Konzerttournee nach Palencia, Spanien, im Zeichen von Anton Bruckner.
Am 18. Dezember 2024 - gerade noch rechtzeitig vor Ende des Brucknerjahres - startete unser Ensemble Wohlsang die erste große Konzertreise ins Ausland. Im Rahmen des spanisch - österreichischen Kulturaustausches waren wir nach Palencia im Norden Spaniens eingeladen worden, um dort in der drittgrößten Kathedrale Spaniens ein weihnachtliches Konzert zu gestalten. Ausdrücklich gewünscht war natürlich Literatur von Anton Bruckner, ansonsten hatte Georg, unser künstlerischer Leiter, etwas Spielraum.
Mit von der Partie waren auch drei Bläser der Formation SoundInnBrass, die uns beim Psalm 114 von Anton Bruckner begleiten sollten.
Abflug mit 40 Minuten Verspätung um 7:40 Uhr von Linz mit Zwischenstopp in Frankfurt, von dort weiter nach Bilbao. Am Flughafen stiegen wir in einen reservierten Bus, der uns ins Zentrum brachte. Hier hatten wir eine Stunde Zeit, um uns die Füße zu vertreten, etwas frische Luft zu schnappen und eine Kleinigkeit zu essen. Bilbao empfing uns - mittlerweile ist es 13 Uhr - mit Sonne und Wind. Außerdem gab es interessante Architektur und Outdoor - Kunstinstallationen zu bestaunen.
Um 14 Uhr war es dann soweit: Alle Mann an Bord zur Weiterfahrt nach Palencia, die immerhin drei Stunden in Anspruch nehmen sollte. Entschädigt wurden wir durch eine abwechslungsreiche Landschaft, die von zerklüftetem Karstgebiet bis zu weiten Ebenen mit sanften Hügeln reichte. Unzählige sakrale Bauwerke waren zu entdecken.
Angekommen!
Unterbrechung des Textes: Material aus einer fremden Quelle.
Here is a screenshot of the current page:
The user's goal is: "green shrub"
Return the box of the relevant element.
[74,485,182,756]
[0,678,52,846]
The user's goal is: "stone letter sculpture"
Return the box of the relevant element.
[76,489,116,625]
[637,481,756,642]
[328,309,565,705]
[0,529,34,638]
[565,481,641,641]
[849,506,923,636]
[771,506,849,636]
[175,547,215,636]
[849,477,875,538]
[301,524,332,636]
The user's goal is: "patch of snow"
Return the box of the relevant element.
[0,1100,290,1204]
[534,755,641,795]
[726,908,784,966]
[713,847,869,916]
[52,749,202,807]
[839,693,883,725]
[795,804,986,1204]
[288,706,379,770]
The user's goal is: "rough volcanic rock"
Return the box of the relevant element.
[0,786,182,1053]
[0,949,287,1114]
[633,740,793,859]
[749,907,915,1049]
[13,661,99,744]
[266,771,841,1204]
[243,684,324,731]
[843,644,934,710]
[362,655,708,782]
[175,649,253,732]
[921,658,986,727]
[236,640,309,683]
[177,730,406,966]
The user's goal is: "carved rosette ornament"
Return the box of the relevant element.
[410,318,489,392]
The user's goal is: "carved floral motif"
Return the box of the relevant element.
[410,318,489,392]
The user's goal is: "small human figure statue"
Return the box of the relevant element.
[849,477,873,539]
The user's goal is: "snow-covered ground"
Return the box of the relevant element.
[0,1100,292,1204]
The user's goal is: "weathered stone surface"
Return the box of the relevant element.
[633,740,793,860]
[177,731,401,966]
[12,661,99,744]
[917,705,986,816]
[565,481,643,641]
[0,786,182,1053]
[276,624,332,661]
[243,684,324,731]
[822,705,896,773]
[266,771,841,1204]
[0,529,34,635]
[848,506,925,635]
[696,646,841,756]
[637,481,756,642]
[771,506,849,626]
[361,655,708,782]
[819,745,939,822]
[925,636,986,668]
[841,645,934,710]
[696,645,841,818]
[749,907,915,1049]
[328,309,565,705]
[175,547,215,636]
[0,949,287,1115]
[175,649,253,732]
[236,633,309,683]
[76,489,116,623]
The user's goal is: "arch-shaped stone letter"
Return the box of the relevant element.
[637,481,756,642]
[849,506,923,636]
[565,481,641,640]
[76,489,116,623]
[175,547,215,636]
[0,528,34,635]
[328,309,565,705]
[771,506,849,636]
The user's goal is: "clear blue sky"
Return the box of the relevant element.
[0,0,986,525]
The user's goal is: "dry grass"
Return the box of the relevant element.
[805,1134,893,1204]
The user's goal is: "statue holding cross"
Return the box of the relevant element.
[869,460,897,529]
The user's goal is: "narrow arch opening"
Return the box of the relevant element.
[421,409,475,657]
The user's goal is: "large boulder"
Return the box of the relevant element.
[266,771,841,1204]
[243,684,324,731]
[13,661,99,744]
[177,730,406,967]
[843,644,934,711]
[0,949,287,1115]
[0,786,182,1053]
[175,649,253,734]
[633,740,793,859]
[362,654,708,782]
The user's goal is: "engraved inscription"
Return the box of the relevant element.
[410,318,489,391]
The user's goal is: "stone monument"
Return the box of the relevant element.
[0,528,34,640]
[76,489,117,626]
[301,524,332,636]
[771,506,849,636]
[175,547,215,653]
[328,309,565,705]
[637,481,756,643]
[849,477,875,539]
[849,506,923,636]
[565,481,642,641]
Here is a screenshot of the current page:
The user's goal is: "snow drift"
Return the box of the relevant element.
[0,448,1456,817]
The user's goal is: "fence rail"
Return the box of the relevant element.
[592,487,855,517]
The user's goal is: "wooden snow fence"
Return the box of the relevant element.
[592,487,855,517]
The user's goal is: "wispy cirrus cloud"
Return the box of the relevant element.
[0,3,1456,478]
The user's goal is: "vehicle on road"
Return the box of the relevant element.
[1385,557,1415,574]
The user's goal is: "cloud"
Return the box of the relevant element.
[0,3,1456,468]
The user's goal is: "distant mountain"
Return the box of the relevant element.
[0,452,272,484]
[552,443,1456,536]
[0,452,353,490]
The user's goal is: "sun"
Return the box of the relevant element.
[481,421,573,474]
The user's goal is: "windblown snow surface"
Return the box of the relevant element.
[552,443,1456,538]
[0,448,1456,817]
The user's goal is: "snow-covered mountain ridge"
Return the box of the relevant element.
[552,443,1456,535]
Gegen 17 Uhr erreichen wir endlich unser Ziel: Palencia!
Vor Ort erwartet uns bereits der Kulturstadtrat persönlich, Senõr González Gutiérrez, der uns auch das letzte Stück des Weges bis zu unserer Unterkunft begleitet. Dieses galt es nämlich zu Fuß zurückzulegen, da die Gassen in der Altstadt schlichtweg zu eng für den Reisebus sind. Wohl dem, der Rollen am Koffer hatte.
Die Zimmerverteilung sollte sich als russisches Roulette entpuppen.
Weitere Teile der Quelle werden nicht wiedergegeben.